Final answer:
After factoring, h(x) simplifies to h(x) = (x+4)/(x+2), resulting in a removable discontinuity at x = -4 and a vertical asymptote at x = -2. There are no zeros for these values of x.
Step-by-step explanation:
To determine whether the function h(x)= (x²+8x+16)/(x²+6x+8) has a zero, a vertical asymptote, or a removable discontinuity at the given values of x, we need to factor both the numerator and the denominator, if possible, and then evaluate the function at the given x values.
First, factor the numerator and the denominator:
- Numerator: x²+8x+16 can be factored into (x+4)².
- Denominator: x²+6x+8 can be factored into (x+4)(x+2).
Now the function can be simplified to h(x) = (x+4)/(x+2), after canceling out the common factor of (x+4) from the numerator and the denominator.
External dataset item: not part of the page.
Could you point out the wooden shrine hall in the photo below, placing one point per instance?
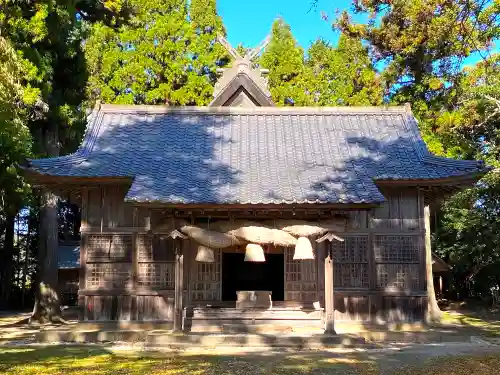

Let's analyze the function at the given x values:
- x = -4: When x equals -4, this inserts the common factor of (x+4) that we canceled out earlier. Because the cancellation removed what would have been a zero in both the numerator and denominator, there is now a removable discontinuity at x = -4.
- x = -2: When x equals -2, the denominator will be zero (since x+2 = -2+2 = 0), which means there is a vertical asymptote at x = -2.
Therefore, h has a removable discontinuity at x = -4 and a vertical asymptote at x = -2. There is no zero at either x = -4 or x = -2.